O conflito latente com os mercadores muçulmanos de Cananor, agudizado pela posição ambígua dos soberanos hindus de Kolathunad, tornou-se desde cedo um dado estrutural da fixação portuguesa na região, influenciando o desenvolvimento urbano da cidade. A Cananor portuguesa era, consequentemente, organizada em torno da fortaleza. Esta era dominada pela torre de menagem, junto da qual se encontrava a residência do capitão. O forte foi reforçado em 1526, por ordem do governador Lopo Vaz Sampaio. A leste do corpo central da fortaleza, entre esta e a muralha exterior defendida pelo fosso, encontrava-se a zona habitacional da cidade que, no século XVII, seria composta por cerca de quarenta famílias de "casados" portugueses e trinta de "casados da terra", cristãos nativos. A ocidente, na extremidade do promontório, encontrava-se o cais e alguns edifícios de relevo, nomeadamente o hospital e os armazéns de mantimentos e munições, e uma ermida. Estendendo-se para fora das muralhas da cidade portuguesa, encontrava-se uma área mista, contendo principalmente população luso-indiana ou cristianizada, e uma pequena aldeia piscatória hindu.

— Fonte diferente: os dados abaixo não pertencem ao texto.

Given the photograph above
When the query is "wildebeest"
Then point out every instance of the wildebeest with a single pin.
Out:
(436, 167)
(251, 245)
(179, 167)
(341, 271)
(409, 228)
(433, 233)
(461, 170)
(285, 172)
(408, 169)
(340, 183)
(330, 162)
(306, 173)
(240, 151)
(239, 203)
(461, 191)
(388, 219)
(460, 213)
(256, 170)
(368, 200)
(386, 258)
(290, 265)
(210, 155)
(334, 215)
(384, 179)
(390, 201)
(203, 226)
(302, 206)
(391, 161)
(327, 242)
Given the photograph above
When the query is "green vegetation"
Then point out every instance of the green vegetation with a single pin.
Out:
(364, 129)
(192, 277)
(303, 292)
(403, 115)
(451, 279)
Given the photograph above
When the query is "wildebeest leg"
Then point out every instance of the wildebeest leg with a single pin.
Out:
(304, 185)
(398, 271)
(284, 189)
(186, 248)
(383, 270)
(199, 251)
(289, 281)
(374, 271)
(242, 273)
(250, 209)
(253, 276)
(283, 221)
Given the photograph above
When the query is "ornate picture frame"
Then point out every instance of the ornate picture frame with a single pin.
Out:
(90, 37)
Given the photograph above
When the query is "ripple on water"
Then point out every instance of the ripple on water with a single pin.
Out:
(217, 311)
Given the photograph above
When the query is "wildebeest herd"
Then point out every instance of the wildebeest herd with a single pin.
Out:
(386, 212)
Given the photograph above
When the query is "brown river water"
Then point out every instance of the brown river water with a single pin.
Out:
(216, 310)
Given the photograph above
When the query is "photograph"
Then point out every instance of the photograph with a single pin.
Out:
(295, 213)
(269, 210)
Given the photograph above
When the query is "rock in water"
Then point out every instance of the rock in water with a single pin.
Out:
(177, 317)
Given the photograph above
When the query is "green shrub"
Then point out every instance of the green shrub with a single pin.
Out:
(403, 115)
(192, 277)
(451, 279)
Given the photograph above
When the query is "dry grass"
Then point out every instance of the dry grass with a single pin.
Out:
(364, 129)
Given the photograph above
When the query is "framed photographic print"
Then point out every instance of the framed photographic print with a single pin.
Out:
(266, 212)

A cidade nativa de Cananor, designada "bazar dos mouros" nas fontes portuguesas, encontrava-se no centro da baía a alguma distância da fortaleza portuguesa. Caracterizava-a a realização de um mercado diário, a que acorriam mercadores de diversas origens, mantendo uma actividade portuária paralela à da feitoria portuguesa. Os mercadores da comunidade Mappilla desta cidade conseguiram, ao longo do século XVI, montar uma rede comercial hegemónica sobre o porto de Cananor e os arquipélagos das Laquedivas e das Maldivas. A sua riqueza e importância levaram a que a cidade surgisse como uma nova centralidade política na costa do Malabar, sendo que, em meados do século XVI, Cananor e a região costeira em seu redor deixaram de obedecer aos soberanos Kolathiri, dando origem à primeira dinastia muçulmana da região, a dos Ali Rajás.

Cananor era desta forma uma cidade composta por espaços profundamente diferenciados sendo que a tensão latente entre portugueses e muçulmanos, apesar de nem sempre ter levado a conflitos directos, se manteve ao longo dos cento e sessenta anos de presença portuguesa. Apesar desta tensão, a posição da cidade enquanto entreposto comercial de média importância manteve-se, sendo que os portugueses se ocupavam do comércio de especiarias, sobretudo gengibre, a longa distância e os mercadores muçulmanos dominavam as redes comerciais inter-indianas. A importância de Cananor enquanto porto de importação de cavalos persas para o império de Vijayanagar foi, no entanto, eclipsada pelo domínio de Goa sobre este comércio a partir da década de 1520.

A presença portuguesa em Cananor manteve-se até à segunda metade do século XVII. A cidade acabaria por ser tomada pelos neerlandeses em 1663, ano em que caiu igualmente a cidade de Cochim, pondo fim à influência comercial português na costa do Malabar.